Entsetzen und Stelle. Der junge Mann erhob sich und starrte auf den Scherbenhaufen wie auf einen verlorenen Krieg. Mit einmal fiel alle Unruhe von ihm ab. Er war zu einem Entschluss gekommen. Er gab es auf, Kellner zu sein. Ohne ein Wort zu sagen und ohne auf jemanden einen Blick zu werfen, ließ er langsam den Frack von den Schultern herabgleiten und buckelte ihn sorgfältig über einen leerstehenden Stuhl. Es war wie in einem Film, der zu Ende geht. Dann machte er wie im Schlaf ein paar Schritte auf die Treppe zu, stieg hinab und ging durch den Park davon.
Die Gäste schauten ihm nach. Jetzt rührte sich keine Zunge und kein Löffel mehr. Die Reisegesellschaft hatte einen Mann nicht geradezu umgebracht, aber sie hatte ihn doch auf irgendeine Weise erschlagen. Es war etwas geschehen, und sie spürten alle miteinander, dass es mehr war als zerschelltes Porzellan.

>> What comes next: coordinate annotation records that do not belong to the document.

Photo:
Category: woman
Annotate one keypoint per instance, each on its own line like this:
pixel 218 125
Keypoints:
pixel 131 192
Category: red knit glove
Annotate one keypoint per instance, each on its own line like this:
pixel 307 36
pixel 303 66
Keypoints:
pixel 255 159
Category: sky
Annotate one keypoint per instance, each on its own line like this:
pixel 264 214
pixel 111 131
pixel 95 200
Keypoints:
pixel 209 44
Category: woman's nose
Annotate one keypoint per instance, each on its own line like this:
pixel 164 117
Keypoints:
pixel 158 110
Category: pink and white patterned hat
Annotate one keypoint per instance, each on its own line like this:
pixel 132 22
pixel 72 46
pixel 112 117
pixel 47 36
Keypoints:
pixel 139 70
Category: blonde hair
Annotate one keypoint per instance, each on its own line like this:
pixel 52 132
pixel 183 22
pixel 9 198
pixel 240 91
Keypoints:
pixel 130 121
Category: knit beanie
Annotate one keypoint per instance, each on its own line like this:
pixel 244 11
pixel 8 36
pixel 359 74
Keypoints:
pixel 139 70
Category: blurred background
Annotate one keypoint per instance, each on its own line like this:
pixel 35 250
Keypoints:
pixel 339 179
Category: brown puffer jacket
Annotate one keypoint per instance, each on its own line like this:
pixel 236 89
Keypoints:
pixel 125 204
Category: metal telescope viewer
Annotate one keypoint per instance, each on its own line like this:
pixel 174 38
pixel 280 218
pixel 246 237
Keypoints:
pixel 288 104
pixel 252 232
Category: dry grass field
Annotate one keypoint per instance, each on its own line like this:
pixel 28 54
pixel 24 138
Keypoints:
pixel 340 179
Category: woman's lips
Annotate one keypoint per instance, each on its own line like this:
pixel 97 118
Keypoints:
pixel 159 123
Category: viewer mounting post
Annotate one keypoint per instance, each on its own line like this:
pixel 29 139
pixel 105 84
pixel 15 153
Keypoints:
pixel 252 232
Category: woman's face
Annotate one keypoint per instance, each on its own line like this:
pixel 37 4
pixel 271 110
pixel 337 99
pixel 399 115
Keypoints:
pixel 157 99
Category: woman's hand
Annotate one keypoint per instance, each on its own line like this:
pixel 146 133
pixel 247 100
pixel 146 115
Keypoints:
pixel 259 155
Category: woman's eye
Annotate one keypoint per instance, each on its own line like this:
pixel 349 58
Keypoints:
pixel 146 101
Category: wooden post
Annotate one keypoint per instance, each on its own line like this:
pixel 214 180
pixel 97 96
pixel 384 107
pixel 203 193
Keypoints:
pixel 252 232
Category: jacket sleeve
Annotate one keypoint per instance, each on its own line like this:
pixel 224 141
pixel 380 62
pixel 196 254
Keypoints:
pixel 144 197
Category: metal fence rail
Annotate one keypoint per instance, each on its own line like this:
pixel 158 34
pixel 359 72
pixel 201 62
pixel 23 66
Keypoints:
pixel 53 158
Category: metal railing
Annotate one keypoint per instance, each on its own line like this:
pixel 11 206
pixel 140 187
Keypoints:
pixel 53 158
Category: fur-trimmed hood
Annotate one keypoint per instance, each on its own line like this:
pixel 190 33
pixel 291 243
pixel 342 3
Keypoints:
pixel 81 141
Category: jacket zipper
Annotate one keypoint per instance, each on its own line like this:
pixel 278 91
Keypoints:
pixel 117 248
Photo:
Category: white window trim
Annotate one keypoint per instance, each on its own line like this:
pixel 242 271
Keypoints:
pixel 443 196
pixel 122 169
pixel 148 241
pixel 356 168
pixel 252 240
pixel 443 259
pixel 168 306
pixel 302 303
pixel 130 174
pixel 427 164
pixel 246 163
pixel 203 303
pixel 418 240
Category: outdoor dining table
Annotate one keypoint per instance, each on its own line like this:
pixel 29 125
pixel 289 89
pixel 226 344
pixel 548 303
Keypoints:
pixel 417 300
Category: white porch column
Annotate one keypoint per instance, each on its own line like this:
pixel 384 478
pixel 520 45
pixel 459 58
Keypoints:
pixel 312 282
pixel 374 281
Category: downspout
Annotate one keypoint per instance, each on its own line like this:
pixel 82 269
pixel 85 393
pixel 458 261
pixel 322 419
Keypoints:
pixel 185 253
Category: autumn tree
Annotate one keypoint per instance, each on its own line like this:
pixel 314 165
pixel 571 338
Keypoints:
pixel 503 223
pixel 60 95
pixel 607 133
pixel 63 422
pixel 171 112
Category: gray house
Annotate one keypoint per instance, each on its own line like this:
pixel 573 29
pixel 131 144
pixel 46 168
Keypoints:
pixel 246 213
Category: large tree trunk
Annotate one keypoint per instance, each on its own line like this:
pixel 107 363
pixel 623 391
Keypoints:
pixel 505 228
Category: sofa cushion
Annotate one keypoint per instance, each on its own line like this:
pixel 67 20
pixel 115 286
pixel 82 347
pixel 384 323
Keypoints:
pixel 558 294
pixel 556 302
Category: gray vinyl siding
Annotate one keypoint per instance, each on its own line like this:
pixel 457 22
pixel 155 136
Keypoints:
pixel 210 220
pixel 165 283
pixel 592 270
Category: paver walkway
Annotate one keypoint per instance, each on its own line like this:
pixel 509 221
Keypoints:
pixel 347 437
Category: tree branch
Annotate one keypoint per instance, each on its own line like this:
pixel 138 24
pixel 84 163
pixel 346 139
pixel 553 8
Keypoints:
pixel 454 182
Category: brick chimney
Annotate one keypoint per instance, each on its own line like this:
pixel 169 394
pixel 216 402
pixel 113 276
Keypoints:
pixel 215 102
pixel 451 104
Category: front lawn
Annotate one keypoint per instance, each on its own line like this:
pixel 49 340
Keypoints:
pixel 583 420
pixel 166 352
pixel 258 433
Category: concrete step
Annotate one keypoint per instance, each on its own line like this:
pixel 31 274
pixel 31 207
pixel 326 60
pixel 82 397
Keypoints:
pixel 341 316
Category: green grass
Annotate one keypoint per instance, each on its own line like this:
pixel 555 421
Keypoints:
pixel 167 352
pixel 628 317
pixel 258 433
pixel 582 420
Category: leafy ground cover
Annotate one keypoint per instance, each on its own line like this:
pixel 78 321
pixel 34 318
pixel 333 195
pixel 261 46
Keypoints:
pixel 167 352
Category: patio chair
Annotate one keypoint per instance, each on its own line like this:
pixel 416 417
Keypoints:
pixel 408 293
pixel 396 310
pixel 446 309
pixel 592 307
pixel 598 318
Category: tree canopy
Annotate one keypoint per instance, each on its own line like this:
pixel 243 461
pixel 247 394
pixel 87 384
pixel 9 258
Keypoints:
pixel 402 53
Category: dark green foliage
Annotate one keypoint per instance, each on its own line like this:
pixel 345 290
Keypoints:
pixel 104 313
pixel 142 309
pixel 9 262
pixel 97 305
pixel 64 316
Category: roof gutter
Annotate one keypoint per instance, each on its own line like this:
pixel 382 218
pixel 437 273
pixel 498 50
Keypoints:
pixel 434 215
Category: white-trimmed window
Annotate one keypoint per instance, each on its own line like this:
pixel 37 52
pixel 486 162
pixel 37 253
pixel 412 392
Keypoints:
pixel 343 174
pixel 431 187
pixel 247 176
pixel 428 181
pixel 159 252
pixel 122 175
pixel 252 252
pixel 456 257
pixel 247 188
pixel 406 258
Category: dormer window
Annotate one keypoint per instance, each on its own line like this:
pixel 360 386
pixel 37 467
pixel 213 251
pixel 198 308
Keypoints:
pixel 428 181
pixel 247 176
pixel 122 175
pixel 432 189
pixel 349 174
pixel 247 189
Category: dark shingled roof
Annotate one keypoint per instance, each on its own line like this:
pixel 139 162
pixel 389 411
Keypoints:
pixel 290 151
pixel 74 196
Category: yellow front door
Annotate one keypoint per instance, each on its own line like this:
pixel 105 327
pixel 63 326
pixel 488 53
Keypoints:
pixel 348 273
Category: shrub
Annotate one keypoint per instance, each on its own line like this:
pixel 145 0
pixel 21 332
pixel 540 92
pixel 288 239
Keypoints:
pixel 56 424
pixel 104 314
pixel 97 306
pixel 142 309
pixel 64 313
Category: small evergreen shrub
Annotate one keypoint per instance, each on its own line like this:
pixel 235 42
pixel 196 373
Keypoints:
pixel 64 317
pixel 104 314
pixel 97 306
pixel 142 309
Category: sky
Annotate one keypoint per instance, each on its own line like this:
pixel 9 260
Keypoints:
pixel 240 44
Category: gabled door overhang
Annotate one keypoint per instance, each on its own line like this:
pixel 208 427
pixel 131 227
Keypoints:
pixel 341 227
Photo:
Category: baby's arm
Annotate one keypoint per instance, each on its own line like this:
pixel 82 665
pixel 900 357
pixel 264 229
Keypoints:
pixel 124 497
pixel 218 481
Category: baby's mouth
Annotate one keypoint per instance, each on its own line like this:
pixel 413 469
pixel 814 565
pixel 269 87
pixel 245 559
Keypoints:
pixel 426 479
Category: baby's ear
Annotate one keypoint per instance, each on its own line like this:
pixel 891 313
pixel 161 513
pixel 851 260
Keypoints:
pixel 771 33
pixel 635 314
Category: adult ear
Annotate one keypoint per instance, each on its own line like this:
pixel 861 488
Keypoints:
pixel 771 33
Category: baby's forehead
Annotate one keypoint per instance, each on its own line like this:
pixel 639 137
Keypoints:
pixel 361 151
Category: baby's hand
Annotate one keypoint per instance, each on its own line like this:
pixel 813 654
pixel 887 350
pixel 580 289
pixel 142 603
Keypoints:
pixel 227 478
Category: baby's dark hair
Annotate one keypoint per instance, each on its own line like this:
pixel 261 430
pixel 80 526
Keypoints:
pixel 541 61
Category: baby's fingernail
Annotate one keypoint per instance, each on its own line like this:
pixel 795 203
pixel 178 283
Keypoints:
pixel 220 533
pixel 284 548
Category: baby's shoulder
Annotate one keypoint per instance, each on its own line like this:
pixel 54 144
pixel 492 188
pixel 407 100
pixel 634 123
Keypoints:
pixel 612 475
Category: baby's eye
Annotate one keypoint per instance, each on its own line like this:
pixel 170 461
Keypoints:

Als der Kellner nicht mehr zu sehen war, stand ein junges Mädchen auf und fing schweigend an, die Scherben zu sammeln. Zwei andere Mädchen boten sich dem Wirt an, die Bedienung zu übernehmen und das Geschirr abzuwaschen. Der Frack hing noch lange da, als alles schon längst vorüber war.
Das junge Mädchen, das sich zuerst erhoben hatte, um die Scherben beiseite zu tun, saß im Omnibus auf der hintersten Sitzreihe. Es dachte über die Szene nach, und es fragte sich, wohin der Kellner gegangen sei. Nach Hause? Hoffentlich trifft er jemanden an, der sich um ihn kümmert, dachte das junge Mädchen. Es hatte nie in seinem Leben einen Mann gesehen, der in Hosenträgern davon gegangen war und Schluss gemacht hatte.
Was ich als Zuschauer sagen will, ist dies: Solange es noch eine einzige gute Seele gibt, die trauert, dürfen wir übrigen die Hoffnung nicht aufgeben, dass der Mensch sich bessert.